Recently I saw someone who created a bot for getting updates on rental apartments. This bot sends Telegram messages based on your parameters such as how many rooms, which city, elevator or not, etc.

I thought this was interesting and wanted to learn a bit about how one would do such a thing.
Quickly I learned that this is unethical and probably not legal and outside the terms of service. But I was still interested in the technical side.

One might think they can simply run some wget/curl/python requests or something similar, but this doesn’t give you the expected results when running against modern websites like Facebook that rely heavily on JavaScript.

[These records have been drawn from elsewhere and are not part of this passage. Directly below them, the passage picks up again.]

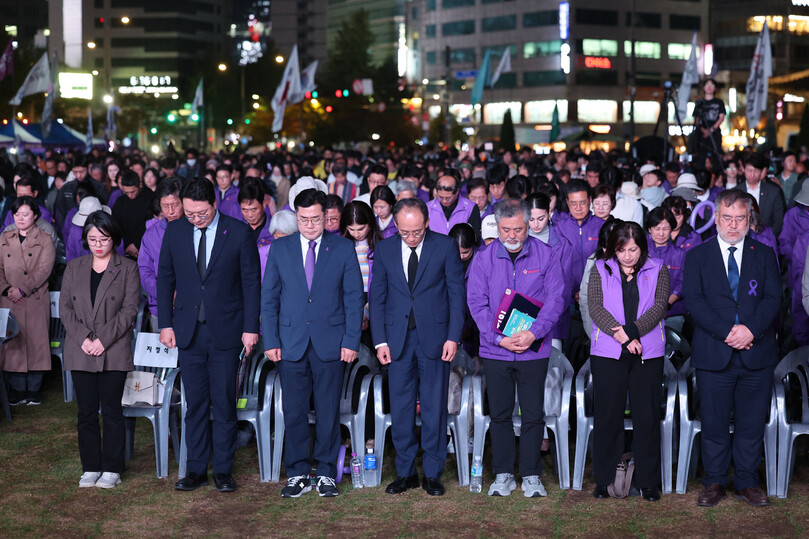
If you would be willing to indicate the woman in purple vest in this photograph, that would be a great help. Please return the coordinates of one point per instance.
(628, 297)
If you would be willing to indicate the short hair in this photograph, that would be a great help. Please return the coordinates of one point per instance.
(620, 236)
(199, 191)
(310, 197)
(410, 204)
(26, 201)
(383, 193)
(284, 222)
(578, 186)
(511, 208)
(657, 216)
(105, 224)
(130, 178)
(729, 197)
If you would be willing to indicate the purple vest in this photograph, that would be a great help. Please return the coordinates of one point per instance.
(654, 342)
(461, 213)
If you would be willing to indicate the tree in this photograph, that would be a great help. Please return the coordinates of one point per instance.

Facebook and other sites are basically mini-applications running in your browser. When you visit Facebook, the initial HTML is pretty much empty - everything you see gets loaded by JavaScript after the page loads. So your simple HTTP request just gets you a skeleton page with none of the actual content you’re trying to scrape.

So maybe you’re thinking “okay, I’ll just use browser automation tools like Playwright, Puppeteer, or Selenium to solve this JavaScript problem.” But even if you overcome the dynamic loading, you’ll quickly run into the next wall.

Websites really don’t want you scraping them. They’ll check if you’re making requests too fast, if your browser fingerprint looks suspicious, or if you’re missing those subtle behavioral patterns that make you look human.

Some sites will even serve you completely different content if they suspect you’re a bot, or just throw a CAPTCHA at you to stop you dead in your tracks.

You might be sneaky and think - Let’s use Lambda or some cloud service so my IP will constantly change. Again, they have probably already faced this issue and you won’t even be able to send a GET request to Facebook from many cloud providers, as Facebook has simply blocked those known IP ranges.

Ok so this is clearly a difficult task, but googling around you can find businesses that seem to sell you the ability to scrape data from Facebook / LinkedIn and other popular websites that contain gold mines of personal information.

I stumbled across the “REDACTED” company which does exactly this. Looking at their website they advertise about having 150 million different residential IP addresses. - Wow, how does one get 150 million residential IPs? That would certainly make scraping much easier.

TLDR: Well the answer, after some digging around, is that some free VPN services, in addition to giving you “free” VPN access, are quietly turning your computer into their slave. They rent out your internet connection to companies who need residential IPs, effectively transforming your home computer into an Facebook stalker or LinkedIn data harvester.

You might have seen something similar when installing Adobe Reader in the past, it would auto-select and try to install McAfee on your computer. This is basically that same trick, but even dirtier.

Sadly, if something is too good to be true, it probably is.